Eurozone inflation falls to ECB’s 2% target as price pressures ease
- 2026-01-08 02:21:18
The breakdown of inflation highlights a familiar pattern. Services continued to record the strongest annual increase, at 3.4%, although this was slightly down from November.
Food, alcohol, and tobacco inflation edged higher to 2.6%, while non-energy industrial goods saw prices rise by just 0.4%.
Energy prices remained firmly in negative territory, falling 1.9% compared with a year earlier, a key factor behind the broader slowdown in headline inflation
ECB's policy in good place
With both headline and core inflation now stabilising, financial markets see limited scope for immediate action by the ECB.
According to the betting platform Polymarket, there is a 97% probability that interest rates will remain unchanged at the next Governing Council meeting in February.
The odds of a rate cut during 2026 stand at 45%, while a rate hike is seen as more unlikely, at 11%.
"The key takeaway is that price pressures are normalising after several turbulent years," said Professor Emeritus Joe Nellis, economic adviser at MHA, in an emailed comment.

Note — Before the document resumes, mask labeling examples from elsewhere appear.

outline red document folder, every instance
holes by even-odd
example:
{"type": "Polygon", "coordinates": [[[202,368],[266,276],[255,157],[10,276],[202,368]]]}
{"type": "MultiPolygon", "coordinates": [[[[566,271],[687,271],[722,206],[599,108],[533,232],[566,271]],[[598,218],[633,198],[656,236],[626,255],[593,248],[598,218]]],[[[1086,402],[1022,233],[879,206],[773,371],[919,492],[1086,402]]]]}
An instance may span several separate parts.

“Headline and core inflation are now moving within a relatively narrow range, which suggests that the extreme volatility of the recent past is behind us, even if risks have not disappeared,” he added.
According to Nellis, caution is likely to remain the dominant theme.
“Policymakers are understandably wary of declaring victory too soon,” he said.
“Wage dynamics, shifts in global energy markets, and uneven demand across member states still pose risks to the outlook. The ECB is therefore more likely to keep borrowing costs steady unless there is a pronounced deterioration in economic conditions.”